Untuk DPR Bersih dan Indonesia Lebih Baik
Total votes: 363
Tuesday, December 10, 2013

Reformasi Birokrasi Harus Ciptakan Pelayanan Publik Yang Terukur

Diposting oleh: 
Reporter

Perampingan kelembagaan dalam birokrasi pemerintah harus segera ditindaklanjuti.

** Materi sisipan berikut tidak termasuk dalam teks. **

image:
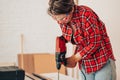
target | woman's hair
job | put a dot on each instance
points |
(57, 7)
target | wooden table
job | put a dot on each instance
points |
(53, 76)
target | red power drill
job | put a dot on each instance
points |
(60, 51)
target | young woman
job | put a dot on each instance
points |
(81, 26)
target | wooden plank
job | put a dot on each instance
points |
(54, 76)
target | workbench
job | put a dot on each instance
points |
(54, 76)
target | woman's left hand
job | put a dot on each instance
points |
(72, 61)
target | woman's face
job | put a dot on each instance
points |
(62, 18)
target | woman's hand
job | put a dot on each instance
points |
(72, 61)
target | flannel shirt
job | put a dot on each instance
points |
(90, 38)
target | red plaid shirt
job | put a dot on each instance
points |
(90, 38)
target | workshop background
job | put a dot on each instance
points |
(29, 18)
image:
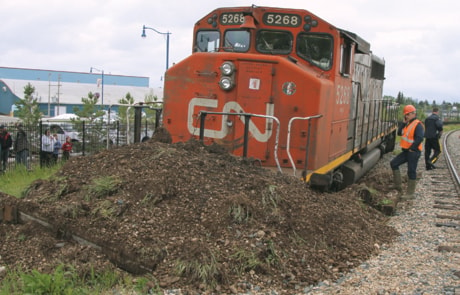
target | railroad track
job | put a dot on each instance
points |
(445, 188)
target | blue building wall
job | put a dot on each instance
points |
(8, 98)
(71, 77)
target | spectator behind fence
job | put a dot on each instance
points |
(21, 146)
(46, 154)
(66, 148)
(5, 142)
(56, 148)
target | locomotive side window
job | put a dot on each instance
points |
(274, 42)
(316, 49)
(207, 41)
(345, 63)
(236, 40)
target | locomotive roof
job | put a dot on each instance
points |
(362, 45)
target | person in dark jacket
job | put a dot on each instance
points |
(412, 133)
(21, 146)
(433, 132)
(6, 143)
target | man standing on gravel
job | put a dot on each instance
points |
(412, 133)
(433, 132)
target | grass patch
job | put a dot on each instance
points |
(204, 269)
(65, 280)
(103, 187)
(15, 181)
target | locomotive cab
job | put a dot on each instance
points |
(284, 87)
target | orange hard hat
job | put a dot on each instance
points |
(408, 109)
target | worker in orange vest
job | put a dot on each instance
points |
(412, 132)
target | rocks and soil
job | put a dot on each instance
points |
(194, 218)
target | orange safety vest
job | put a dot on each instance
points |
(407, 137)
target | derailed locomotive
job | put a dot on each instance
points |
(286, 89)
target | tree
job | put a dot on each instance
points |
(153, 110)
(127, 100)
(90, 111)
(27, 109)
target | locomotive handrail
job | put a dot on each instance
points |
(247, 117)
(308, 139)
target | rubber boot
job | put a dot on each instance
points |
(397, 180)
(410, 194)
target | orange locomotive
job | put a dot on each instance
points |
(286, 88)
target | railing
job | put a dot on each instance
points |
(307, 148)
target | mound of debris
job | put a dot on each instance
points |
(192, 217)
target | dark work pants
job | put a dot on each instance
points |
(431, 144)
(411, 158)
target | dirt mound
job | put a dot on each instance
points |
(192, 217)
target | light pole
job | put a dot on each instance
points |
(102, 82)
(167, 41)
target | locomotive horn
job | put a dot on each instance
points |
(248, 22)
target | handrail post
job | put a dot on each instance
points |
(247, 117)
(202, 120)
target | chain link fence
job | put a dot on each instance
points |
(87, 138)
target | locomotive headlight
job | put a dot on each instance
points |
(226, 83)
(227, 68)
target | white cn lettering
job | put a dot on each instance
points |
(228, 107)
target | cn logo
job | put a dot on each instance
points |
(228, 107)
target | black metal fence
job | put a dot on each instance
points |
(86, 138)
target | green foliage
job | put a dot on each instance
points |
(16, 182)
(245, 261)
(127, 100)
(90, 110)
(59, 282)
(239, 213)
(28, 109)
(385, 202)
(67, 280)
(205, 270)
(151, 101)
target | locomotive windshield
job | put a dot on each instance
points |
(316, 49)
(207, 41)
(237, 40)
(274, 42)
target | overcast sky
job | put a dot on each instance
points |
(419, 39)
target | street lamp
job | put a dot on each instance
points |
(102, 82)
(167, 41)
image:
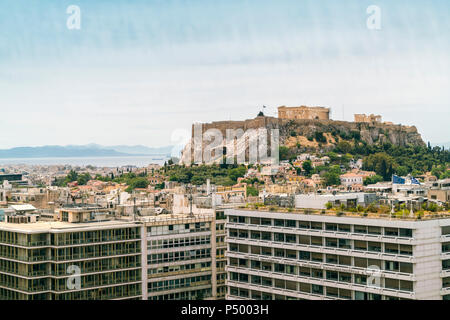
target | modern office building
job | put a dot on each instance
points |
(293, 255)
(62, 260)
(179, 257)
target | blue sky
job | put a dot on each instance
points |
(137, 71)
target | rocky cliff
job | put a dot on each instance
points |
(315, 134)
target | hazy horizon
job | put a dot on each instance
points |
(137, 72)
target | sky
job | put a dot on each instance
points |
(139, 72)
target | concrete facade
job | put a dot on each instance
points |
(274, 255)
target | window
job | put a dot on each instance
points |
(266, 236)
(316, 241)
(332, 275)
(345, 244)
(406, 285)
(345, 277)
(446, 247)
(359, 229)
(318, 257)
(344, 228)
(406, 267)
(331, 258)
(278, 237)
(304, 271)
(331, 242)
(332, 292)
(391, 265)
(374, 246)
(345, 260)
(406, 233)
(278, 223)
(316, 225)
(279, 268)
(303, 224)
(360, 245)
(393, 232)
(360, 279)
(291, 223)
(303, 240)
(291, 238)
(317, 273)
(279, 253)
(406, 249)
(304, 255)
(255, 235)
(391, 248)
(360, 262)
(317, 289)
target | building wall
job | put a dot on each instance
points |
(40, 266)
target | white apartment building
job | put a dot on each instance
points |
(292, 255)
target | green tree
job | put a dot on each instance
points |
(307, 166)
(381, 163)
(283, 153)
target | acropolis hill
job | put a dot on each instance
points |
(298, 127)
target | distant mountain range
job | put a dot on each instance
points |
(89, 150)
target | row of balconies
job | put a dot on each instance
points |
(322, 282)
(312, 232)
(322, 249)
(322, 265)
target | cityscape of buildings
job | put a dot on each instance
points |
(319, 225)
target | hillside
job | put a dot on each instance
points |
(320, 135)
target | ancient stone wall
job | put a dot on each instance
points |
(367, 118)
(303, 112)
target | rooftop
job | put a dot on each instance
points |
(405, 215)
(57, 226)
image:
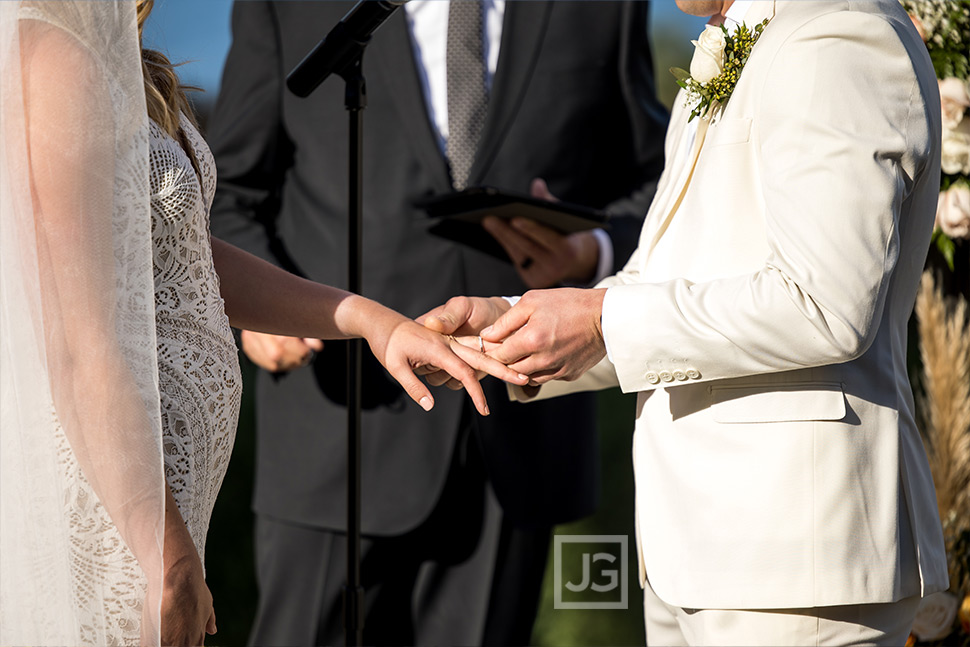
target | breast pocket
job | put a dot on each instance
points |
(793, 402)
(730, 130)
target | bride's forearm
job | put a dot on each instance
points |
(264, 298)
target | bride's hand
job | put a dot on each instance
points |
(187, 611)
(404, 348)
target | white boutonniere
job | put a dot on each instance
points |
(719, 57)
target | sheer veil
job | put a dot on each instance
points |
(81, 479)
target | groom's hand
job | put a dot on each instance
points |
(550, 334)
(462, 317)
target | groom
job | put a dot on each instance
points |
(783, 495)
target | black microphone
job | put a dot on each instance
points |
(342, 45)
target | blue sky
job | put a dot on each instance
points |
(197, 33)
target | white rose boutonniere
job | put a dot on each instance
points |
(708, 57)
(718, 59)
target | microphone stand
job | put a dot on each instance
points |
(341, 53)
(355, 100)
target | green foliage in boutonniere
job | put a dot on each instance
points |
(716, 66)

Tumpang tindih tugas dan fungsi antara beberapa lembaga perlu segera dianalisis dan dihilangkan agar terbentuk kelembagaan pemerintah yang proporsional dan tepat guna.

Ketua Komisi II DPR-RI Agun Gunandjar Sudarsa menyatakan, perbaikan maupun penyempurnaan terhadap struktur kelembagaan pemerintah harus dilakukan sesuai dengan perubahan strategis nasional.

Kelembagaan-kelembagaan perlu dianalisis dan dipecahkan dengan prinsip efisiensi, efektifitas, koordinasi dan integrasi, baik dalam masa krisis seperti sekarang ini, maupun di masa-masa non krisis.

“Jumlah eselonisasi di pemerintahan juga harus lebih ramping”, ujarnya dalam seminar nasional Menata Ulang Kelembagaan Pemerintah, di Jakarta, Senin (02/12).

Menurut Agun, faktor lain yang perlu diperhatikan adalah masih rendahnya transparansi dan akuntabilitas publik yang dilakukan oleh kelembagaan dalam birokrasi pemerintah. Sehingga membuat masyarakat merasa “berputar-putar” ketika mendapatkan pelayanan publik.

Di samping itu, menurut Agun, perlunya dilakukan desentralisasi kewenangan dari sentralistik di pemerintah pusat kepada unit pelayanan publik secara teknis di pemerintah daerah, baik secara politik maupun administrasi.

Dengan demikian, akuntabilitas dan pelayanan publik pun dapat dilakukan secara maksimal dan kontrol yang dilakukan rakyat juga akan semakin efektif dan terukur karena bersentuhan langsung.

Jabatan Politik dan Jabatan Karir

Kehadiran partai politik dalam pemerintahan memang tak bisa dihindari sesuai dengan UUD yang mengamanatkan pemilihan umum (Pemilu) untuk mengisi jabatan publik,  keduanya merupakan kebutuhan yang esensial dalam bernegara yang mesti disadari dan dijalankan bersama.

Akan tetapi kebutuhan menciptakan sistem birokrasi pemerintahan yang netral, professional, dan terjaga juga tidak bisa juga dihindari. Sehingga kelembagaan birokrasi pemerintah mestinya memperoleh perhatian yang pertama sebelum semuanya diperbaiki.

Agun mengatakan, dengan melakukan reposisi dan restrukturisasi kelembagaan maka akan memberikan kejelasan antara posisi jabatan politik dan birokrasi karir.

Dalam hal ini, strategi perubahan melalui reformasi birokrasi merupakan pilihan rasional, karena kelembagaan birokrasi merupakan suatu bentuk dan tatanan yang mengandung struktur dan kultur didalamnya.

Dengan demikian, maka reformasi birokrasi yang dijalankan adalah meliputi reformasi susunan dari suatu tatanan birokrasi pemerintah, dan juga reformasi tata nilai, tata sistem dan tata perilaku dari sumber daya manusianya.